È un mondo, quello descritto da Crivellari, che non è esagerato definire perduto; che sì, vive nella nostra memoria, in quella dei singoli come in quella della comunità, ma che non possiamo non vedere quanto sia distante, e non solo cronologicamente, da quello in cui oggi, con gran fatica, ci muoviamo. Io ho avuto la fortuna di viverlo, quel mondo, e sono felice di aver potuto scrivere questa recensione militante, la sola possibile, a mio avviso, per un romanzo militante.

(Leonardo Romani)

7 commenti su “Una stagione politica”

    1. Figurati. I ringraziamenti non sono proprio necessari. Per il resto, che posso dirti? Si tratta di una storia di vita vissuta; per questa ragione ho chiesto a un amico di provare a raccontare il libro, perché lui, a differenza di me, in qualche modo ne ha fatto parte.

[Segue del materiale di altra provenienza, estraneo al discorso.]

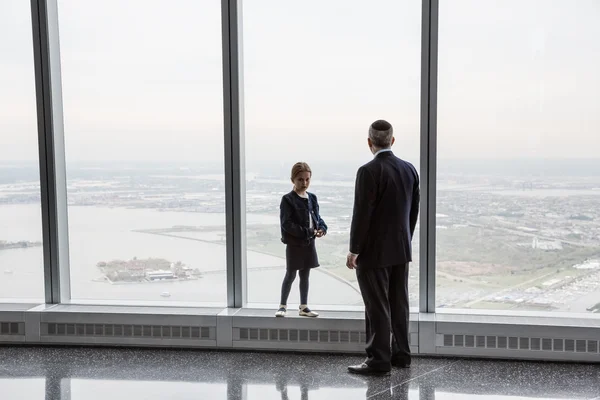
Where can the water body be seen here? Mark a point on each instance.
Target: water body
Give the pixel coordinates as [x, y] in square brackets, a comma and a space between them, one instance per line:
[104, 233]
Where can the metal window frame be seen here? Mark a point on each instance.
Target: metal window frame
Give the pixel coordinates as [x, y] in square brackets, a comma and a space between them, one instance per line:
[53, 180]
[429, 71]
[235, 177]
[53, 169]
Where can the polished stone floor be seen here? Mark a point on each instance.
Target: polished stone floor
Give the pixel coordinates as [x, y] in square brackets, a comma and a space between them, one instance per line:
[34, 373]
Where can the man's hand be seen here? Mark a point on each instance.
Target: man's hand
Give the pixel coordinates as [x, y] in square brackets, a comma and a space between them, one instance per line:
[351, 261]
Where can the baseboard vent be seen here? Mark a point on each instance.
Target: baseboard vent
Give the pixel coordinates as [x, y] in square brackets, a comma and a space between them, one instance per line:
[120, 330]
[521, 343]
[12, 328]
[301, 335]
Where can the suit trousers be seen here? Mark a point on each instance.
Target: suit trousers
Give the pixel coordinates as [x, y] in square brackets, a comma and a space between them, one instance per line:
[385, 294]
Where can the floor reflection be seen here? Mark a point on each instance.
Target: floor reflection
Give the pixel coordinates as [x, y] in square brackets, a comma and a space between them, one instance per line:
[116, 374]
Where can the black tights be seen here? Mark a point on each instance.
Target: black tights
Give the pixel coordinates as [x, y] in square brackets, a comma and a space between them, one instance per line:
[290, 275]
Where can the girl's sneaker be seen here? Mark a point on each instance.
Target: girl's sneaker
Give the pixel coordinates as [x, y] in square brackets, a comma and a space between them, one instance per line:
[281, 312]
[306, 312]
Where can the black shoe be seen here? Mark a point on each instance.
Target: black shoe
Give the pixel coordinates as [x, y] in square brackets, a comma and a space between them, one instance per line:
[364, 369]
[400, 364]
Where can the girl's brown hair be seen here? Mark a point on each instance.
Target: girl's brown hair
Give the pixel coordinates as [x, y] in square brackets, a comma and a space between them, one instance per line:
[299, 168]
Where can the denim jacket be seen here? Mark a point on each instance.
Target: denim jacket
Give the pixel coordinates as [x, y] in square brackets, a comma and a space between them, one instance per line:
[294, 214]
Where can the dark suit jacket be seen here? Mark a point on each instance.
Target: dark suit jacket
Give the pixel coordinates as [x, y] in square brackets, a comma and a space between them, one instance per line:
[386, 207]
[294, 212]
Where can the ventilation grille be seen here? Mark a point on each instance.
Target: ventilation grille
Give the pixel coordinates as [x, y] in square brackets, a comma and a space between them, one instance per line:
[117, 330]
[12, 328]
[301, 335]
[522, 343]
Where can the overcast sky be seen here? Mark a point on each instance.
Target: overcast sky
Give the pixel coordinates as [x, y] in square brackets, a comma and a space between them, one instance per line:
[142, 79]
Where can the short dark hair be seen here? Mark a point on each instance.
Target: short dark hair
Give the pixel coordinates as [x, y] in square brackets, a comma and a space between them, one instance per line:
[381, 133]
[299, 168]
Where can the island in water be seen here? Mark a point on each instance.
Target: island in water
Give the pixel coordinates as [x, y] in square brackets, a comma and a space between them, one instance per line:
[146, 270]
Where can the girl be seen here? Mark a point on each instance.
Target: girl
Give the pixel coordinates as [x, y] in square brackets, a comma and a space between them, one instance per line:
[300, 225]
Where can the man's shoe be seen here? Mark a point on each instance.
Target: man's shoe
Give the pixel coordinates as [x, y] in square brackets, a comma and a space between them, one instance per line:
[400, 364]
[304, 311]
[281, 312]
[364, 369]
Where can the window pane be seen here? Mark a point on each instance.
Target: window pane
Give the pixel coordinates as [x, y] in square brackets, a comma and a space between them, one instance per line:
[21, 256]
[314, 82]
[518, 172]
[143, 129]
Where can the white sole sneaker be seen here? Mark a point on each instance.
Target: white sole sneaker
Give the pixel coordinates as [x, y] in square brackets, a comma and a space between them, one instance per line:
[303, 313]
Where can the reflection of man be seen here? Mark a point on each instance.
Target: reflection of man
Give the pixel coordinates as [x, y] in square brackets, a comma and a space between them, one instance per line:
[386, 206]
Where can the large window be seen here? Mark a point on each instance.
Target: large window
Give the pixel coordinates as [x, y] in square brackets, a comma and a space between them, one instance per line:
[316, 76]
[21, 257]
[518, 171]
[143, 114]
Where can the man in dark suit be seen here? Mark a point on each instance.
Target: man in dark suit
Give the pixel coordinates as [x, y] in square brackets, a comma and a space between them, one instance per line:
[386, 207]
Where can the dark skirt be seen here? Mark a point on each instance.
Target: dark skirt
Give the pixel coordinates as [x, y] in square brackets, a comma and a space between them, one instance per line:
[301, 257]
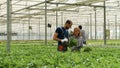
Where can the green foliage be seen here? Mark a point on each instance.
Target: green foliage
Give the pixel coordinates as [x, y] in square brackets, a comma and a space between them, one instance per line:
[47, 56]
[87, 49]
[73, 42]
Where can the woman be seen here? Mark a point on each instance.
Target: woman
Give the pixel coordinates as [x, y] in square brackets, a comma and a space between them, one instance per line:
[77, 35]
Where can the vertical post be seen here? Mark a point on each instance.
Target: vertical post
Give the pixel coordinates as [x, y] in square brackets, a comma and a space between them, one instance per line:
[90, 25]
[119, 31]
[95, 23]
[116, 27]
[108, 27]
[45, 21]
[9, 10]
[61, 18]
[56, 17]
[104, 23]
[39, 28]
[29, 24]
[23, 31]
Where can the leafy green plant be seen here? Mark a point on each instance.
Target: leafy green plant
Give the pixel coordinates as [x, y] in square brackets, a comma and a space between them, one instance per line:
[73, 42]
[87, 49]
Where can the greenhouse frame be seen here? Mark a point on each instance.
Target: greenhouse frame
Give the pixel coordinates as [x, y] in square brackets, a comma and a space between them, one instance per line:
[35, 21]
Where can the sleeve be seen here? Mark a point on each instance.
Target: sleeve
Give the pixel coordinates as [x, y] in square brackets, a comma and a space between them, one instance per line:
[80, 41]
[83, 34]
[58, 30]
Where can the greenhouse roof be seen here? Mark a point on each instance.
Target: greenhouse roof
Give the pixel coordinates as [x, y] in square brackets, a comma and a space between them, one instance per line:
[35, 8]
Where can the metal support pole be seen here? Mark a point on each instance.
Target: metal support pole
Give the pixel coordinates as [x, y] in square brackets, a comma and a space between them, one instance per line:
[108, 27]
[9, 10]
[116, 27]
[39, 28]
[23, 31]
[90, 25]
[56, 17]
[104, 23]
[45, 21]
[95, 23]
[61, 18]
[29, 25]
[119, 31]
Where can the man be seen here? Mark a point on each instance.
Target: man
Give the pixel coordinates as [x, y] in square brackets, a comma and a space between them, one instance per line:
[61, 35]
[83, 34]
[78, 37]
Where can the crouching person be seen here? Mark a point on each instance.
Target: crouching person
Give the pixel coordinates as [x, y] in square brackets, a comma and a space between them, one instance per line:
[61, 35]
[78, 37]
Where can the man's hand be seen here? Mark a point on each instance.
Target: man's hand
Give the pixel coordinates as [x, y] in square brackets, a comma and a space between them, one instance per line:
[64, 40]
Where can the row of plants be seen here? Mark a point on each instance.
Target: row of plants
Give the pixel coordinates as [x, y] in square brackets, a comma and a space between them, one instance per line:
[47, 56]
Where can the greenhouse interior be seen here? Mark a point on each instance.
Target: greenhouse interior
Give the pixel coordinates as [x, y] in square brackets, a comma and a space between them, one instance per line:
[27, 28]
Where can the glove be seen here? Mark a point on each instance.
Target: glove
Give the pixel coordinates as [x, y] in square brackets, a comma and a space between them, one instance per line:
[64, 40]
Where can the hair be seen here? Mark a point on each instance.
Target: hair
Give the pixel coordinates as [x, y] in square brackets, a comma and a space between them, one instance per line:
[80, 26]
[76, 28]
[68, 22]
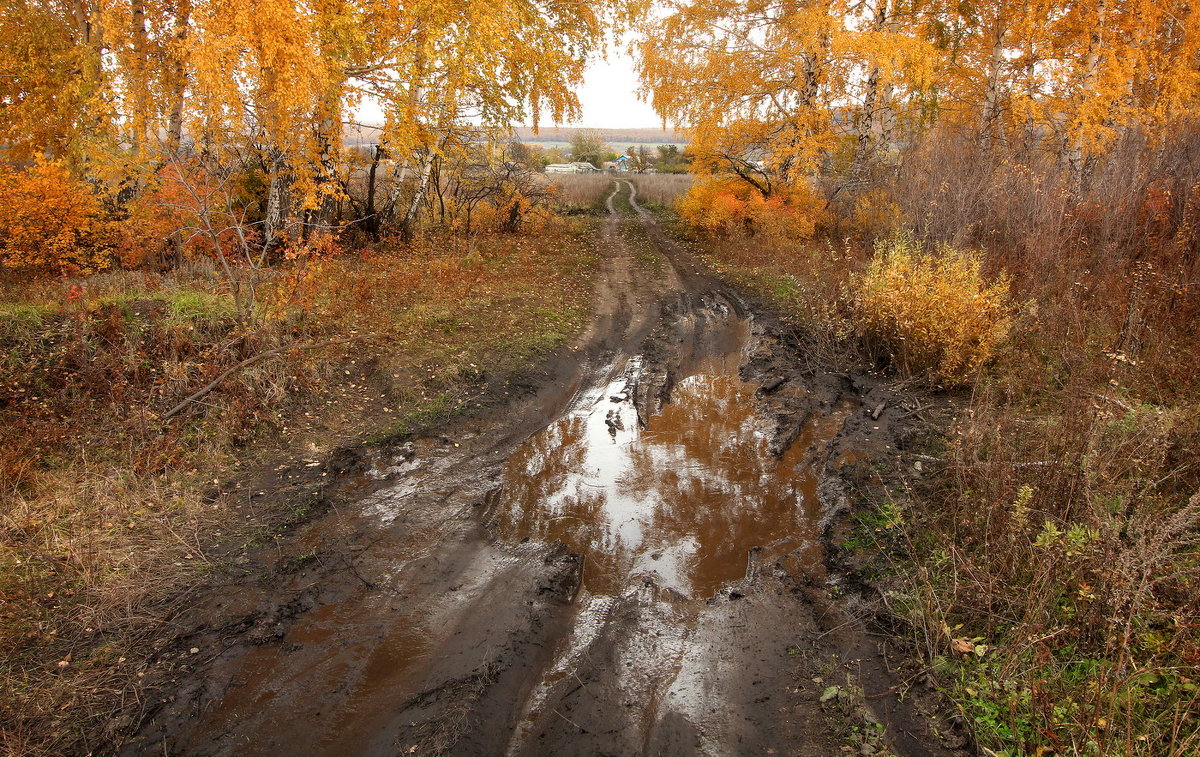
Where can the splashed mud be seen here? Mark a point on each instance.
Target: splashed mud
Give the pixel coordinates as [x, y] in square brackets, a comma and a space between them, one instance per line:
[629, 559]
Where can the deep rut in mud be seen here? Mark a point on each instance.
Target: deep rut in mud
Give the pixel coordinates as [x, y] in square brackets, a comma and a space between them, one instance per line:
[628, 560]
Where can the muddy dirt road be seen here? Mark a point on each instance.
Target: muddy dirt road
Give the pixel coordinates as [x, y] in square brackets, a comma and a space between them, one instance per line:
[630, 559]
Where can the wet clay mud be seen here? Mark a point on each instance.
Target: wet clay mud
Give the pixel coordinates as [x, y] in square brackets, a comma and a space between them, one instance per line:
[629, 558]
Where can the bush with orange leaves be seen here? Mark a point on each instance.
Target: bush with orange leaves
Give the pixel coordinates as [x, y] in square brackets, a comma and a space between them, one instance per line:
[725, 206]
[52, 221]
[930, 313]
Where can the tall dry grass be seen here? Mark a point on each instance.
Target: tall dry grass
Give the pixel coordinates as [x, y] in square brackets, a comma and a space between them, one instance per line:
[661, 188]
[1049, 556]
[1062, 540]
[580, 191]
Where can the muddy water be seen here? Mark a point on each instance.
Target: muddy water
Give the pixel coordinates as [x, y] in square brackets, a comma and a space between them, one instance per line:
[690, 498]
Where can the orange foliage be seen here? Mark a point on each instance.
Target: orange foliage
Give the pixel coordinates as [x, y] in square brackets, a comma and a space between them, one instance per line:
[185, 200]
[724, 206]
[52, 221]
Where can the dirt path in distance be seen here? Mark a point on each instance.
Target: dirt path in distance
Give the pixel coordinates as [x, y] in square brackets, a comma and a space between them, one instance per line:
[629, 560]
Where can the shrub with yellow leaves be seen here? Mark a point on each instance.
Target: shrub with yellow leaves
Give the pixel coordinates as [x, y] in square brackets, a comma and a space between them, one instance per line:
[52, 221]
[930, 313]
[724, 206]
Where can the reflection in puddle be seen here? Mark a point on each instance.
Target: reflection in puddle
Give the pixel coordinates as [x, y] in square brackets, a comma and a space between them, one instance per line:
[687, 498]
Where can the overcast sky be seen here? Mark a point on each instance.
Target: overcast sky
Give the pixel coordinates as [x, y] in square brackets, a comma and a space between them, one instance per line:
[609, 96]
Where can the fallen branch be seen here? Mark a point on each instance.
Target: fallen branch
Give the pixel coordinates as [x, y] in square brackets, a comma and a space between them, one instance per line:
[246, 362]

  1. Prima di tutto, doverosi ringraziamenti non solo al padrone di casa Paolo, ma anche a Leonardo per la sua appassionata recensione “militante”. È vero, il libro è una storia di vita vissuta. La storia di uno che è anche la storia misconosciuta di molti, ragazzi che sulle macerie esistenziali e politiche degli anni ’70 provarono a costruire qualcosa di autenticamente nuovo e originale, al di là della destra e della sinistra. Con un bel po’ di velleitarismo e una sostanziale inadeguatezza di fondo, certo, ma anche con tenacia, sincerità e stile. E che, nel tenere vivo un anelito rivoluzionario che passava anche attraverso la difesa di un passato onorevole e glorioso, seppero pure farsi un bel po’ di risate. A distanza di tanti anni sono soprattutto queste ultime che rimangono, riflessi di un afflato comunitario che, a ripensarci, scalda ancora il cuore.